My colleague Morris Ratner, who writes about complex litigation and ethics, has written an important new article, “Class Conflicts,” forthcoming in Washington Law Review. The article offers a detailed descriptive account of how lower courts have managed intraclass conflicts in class-action settlements after Amchem and Ortiz, a pair of Supreme Court cases from the 1990s reiterating the importance of mediating intraclass conflicts.
The issue is an important one. Many commentators have chastised the Supreme Court’s opinions for elevating formalism over pragmatism and for stymying productive and efficient resolution of intractable mass-tort litigation, such as the asbestos crisis of the 1990s. In the same vein, the Advisory Committee on Civil Rules has several times attempted—but failed—to amend Rule 23 to allow for “settlement certification” under standards more lenient than those currently existing in Rule 23. These positions rest, in part, on the assumption that the lower courts are faithfully and widely applying Amchem and Ortiz to make class settlement more difficult.

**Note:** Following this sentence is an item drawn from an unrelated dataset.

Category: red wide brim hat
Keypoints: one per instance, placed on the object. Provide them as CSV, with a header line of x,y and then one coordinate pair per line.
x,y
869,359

Professor Ratner offers a somewhat contradictory account. Using the BP oil spill and the NFL concussion injury litigations as case studies, he shows that, rather than faithful adherence, lower courts have hollowed the foundations of Amchem and Ortiz. Lower courts have done so in several ways, including: by confining the holdings of Amchem and Ortiz to their facts, by redefining what conflicts are meaningful for certification, by relying on alternative assurances of fairness that obscure class conflicts, and by putting utilitarian goals ahead of formalist goals.
For those who think lower courts rotely follow the Supreme Court, Professor Ratner’s findings will be a surprising reality check. For those who have seen such defiance-from-below before—in pleadings, discovery, and summary judgment—Professor Ratner’s report is confirmation that lower courts are institutionally different from, and quite independent of, the nation’s highest court. Professor Ratner’s story from the trenches of Rule 23 thus informs our understanding of lower courts as agents in a collaborative litigation system, in which judges and lawyers act as regulators, managers, innovators, and, occasionally, insubordinates.